Our study was limited by the fact that both sleep habits and screen use depended on self report. However studies using actigraphy have shown broad correlation between subjective and objective reports of sleep timing [41] with higher accuracy in adolescents for sleep onset latency [42]. A more complex problem is that of subjective vs objective screen use. Firstly, as discussed by Kaye et al, there is a clear need for theoretically valid and practically useful conceptualisations of screen time [43]. Estimations of use are affected by the time frame of reference, media multitasking (the number of screens used simultaneously), developmental age [44] and the differentiation between screen time as a numerical measurement (e.g., minutes per day) or “screen use” (number of connections),. Andrew et als study of smartphone use in adults found a reasonable correlation in estimated vs objective use time although a considerable underestimate in the number of brief uses [45] while other studies show only a modest association between self report and logged screen time and a possible tendency to over report [46]. To our knowledge no study has been able to evaluate objective vs subjective screen time in the context of media multitasking especially in adolescents. Developing objective measures of screen time across multiple devices is necessary but technically challenging. Given the known difficulties in time estimation in the younger population it is likely that adolescents underestimate their screen use.

Our screen use questions were limited to an upper limit of more than 2 hours: given the high number of students (30%) using screens for more than 2 hours in the evening, it would have been useful to have had further detail on high duration screen users: future studies should seek details of upper limit use and we suggest asking about use of 180–240 minutes and >240 minutes. Opticians have started to offer blue light filters on glasses but we did not ask about this, and so cannot identify a subpopulation potentially protected from the adverse effects of blue light on circadian rhythms.
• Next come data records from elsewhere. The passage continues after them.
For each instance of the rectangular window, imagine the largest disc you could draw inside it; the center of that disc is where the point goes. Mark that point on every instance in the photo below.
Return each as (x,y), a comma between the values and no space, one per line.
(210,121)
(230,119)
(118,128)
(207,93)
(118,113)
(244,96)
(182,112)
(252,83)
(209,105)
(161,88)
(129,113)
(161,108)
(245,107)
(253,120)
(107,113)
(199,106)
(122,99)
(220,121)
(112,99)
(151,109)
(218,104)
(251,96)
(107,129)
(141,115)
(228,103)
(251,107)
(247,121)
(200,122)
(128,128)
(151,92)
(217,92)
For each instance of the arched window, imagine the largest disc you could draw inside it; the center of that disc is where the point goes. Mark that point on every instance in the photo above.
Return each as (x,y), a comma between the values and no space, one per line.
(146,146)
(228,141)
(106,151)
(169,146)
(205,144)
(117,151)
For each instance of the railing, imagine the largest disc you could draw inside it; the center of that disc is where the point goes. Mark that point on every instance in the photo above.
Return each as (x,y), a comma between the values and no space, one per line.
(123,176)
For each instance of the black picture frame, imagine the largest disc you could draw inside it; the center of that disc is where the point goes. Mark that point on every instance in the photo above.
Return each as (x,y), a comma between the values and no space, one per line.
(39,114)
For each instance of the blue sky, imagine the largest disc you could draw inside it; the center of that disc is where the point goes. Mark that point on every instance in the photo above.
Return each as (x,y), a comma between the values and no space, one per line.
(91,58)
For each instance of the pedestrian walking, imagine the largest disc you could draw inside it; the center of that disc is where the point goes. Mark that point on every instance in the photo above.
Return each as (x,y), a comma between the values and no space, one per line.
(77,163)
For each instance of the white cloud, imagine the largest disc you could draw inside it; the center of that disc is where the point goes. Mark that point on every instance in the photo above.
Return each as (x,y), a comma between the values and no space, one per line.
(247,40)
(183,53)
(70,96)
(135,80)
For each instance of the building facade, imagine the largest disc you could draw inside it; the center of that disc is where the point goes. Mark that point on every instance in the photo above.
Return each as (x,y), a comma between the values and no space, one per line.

The nature of screen based activity may add to the stimulating effect of screens, but our study did not examine content or whether screen use was related to school work or leisure activities, although telephone use is unlikely to be directly related to school work.

Our definition of sleep deprivation as a sleep time <7 hours is less than the 9 hours recommended sleep time for teenagers [47] although this ignores individual variations in sleep needs. It is possible that students who need less that nine hours sleep or who have sleep difficulties use screens when they cannot sleep leading to an association with reduced sleep time. We cannot determine the direction of the effect, but students who need little sleep would not suffer adverse effects on daytime functioning which would potentially reduce the strength of the association. We did not examine potential confounders such as anxiety and depression as the questionnaire was completed online in the classroom setting. Finally our population was not selected randomly as we recruited from schools where teachers had chosen to implement a sleep focussed teaching module. However, within school classes we had an excellent participation rate, ensuring good representation among children and data was adjusted for sociodemographic status estimated by geographical location of the school.


Our study aimed to explore the role of both duration and timing of screen exposure in adolescents and is first to highlight a dose effect relationship between duration of screen use in a teenage population both in the evening and during the night. Screen use is associated with reduced sleep time, insomnia, non refreshing sleep and daytime consequences such as sleepiness and irritability. Our data suggests that all night-time screen use should be avoided. Moderate evening use of less than 2 hours is not associated with reduced sleep but may still be associated with daytime sleepiness. We suggest that guidelines for the safe use of screens in adolescents should recommend less than 2 hours of screen use in the evening and no screen use at all during the night.